The backdrop is this is a new approach to traditional transit in Tulare County whose transit ridership, like all across the U.S., has trended lower. In Tulare County a report says as of 2016-2017 county agencies saw a decrease in fare recovery ratio from over 20% to an average of less than 12%. Even though service hours increased 13%, ridership decreased 14%.
The same report said the national decrease in bus transit passengers was even more dramatic in California. The portion of transit trips used for the daily journey to work is low, 0.7% compared to the national average of over 5%.
With no place to go but up, Tree says the partnership with Uber—the best-known brand among ride-hailing services—has proven to be a winner in Porterville with riders reporting they feel confident in using the Uber app, a well-known commodity to hail and pay for their ride. A trip is as little as $3.
Even if you don’t use the Uber app, the agency will be operating a dispatch service you can call on the phone and pay with a credit card.
Customers wanting a ride will use the Uber app to see the location of vans operating at that time, select the nearest driver and pay for the app just as you would when you order a ride from any Uber driver. Instead of a personal vehicle with an Uber sticker arriving, a van clearly marked and co-decaled as public transit will arrive and pick you up for the one-way trip. The van will pick up others en route to your destination.
Tree says the agency will set up a network of fast charging service stations for charging the vans-open to the public as well.
“We are in talks with [Edison] and others to site the stations that will be operated by the agency,” Tree said. The vans can be charged in just over an hour by a 50-kW DC fast charger. The stations will be an income source for the agency.
Tree said the Uber brand is helping to attract younger riders to the service. Uber has worked worldwide to partner with cities to improve public transit.

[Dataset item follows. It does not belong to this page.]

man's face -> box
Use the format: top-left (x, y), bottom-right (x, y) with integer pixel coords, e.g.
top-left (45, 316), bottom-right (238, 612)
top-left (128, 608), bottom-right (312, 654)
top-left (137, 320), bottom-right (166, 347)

A company statement reads, “We share the same vision as the cities where we operate. All of us want cleaner, less-congested cities where everyone can move freely. In partnership with cities and transit agencies, we can help make public transit more accessible and easier to use while reducing private car ownership.”
Uber argues that they can make access to transit available to everyone, including those with accessibility needs. Uber has been providing first-and last-mile solutions, the industry name for the distance most people may have to walk to access transportation services, for cities since 2015. The partnerships look different in each market, such as using the app to purchase train and bus tickets in Denver, on-demand paratransit options in Massachusetts and rideshares by an Uber driver, taxi company or senior transport service in Pinellas County, Florida for late-night essential workers. Denver later added ride hailing services, and last month, Uber Transit began offering services in Cecil County, Maryland. Since then, the company has integrated public transportation schedules and directions into its app for over a dozen other cities. Since 2017, the San Joaquin Regional Transit District covering Stockton/Manteca has partnered with Uber.
Uber points to some 50 successful government partnerships using tried-and-tested solutions and customized products to meet community needs.
Uber Technologies, Inc., commonly known as Uber, is an American technology company. Its services include ride-hailing, food delivery (Uber Eats), package delivery, couriers, freight transportation, and, through a partnership with Lime, electric bicycle and motorized scooter rental. The company is based in San Francisco and has operations in over 900 metropolitan areas worldwide. It is one of the largest firms in the so-called gig economy.
Uber is estimated to have over 93 million monthly active users worldwide. In the United States, Uber has a 71% market share for ride-sharing and a 22% market share for food delivery.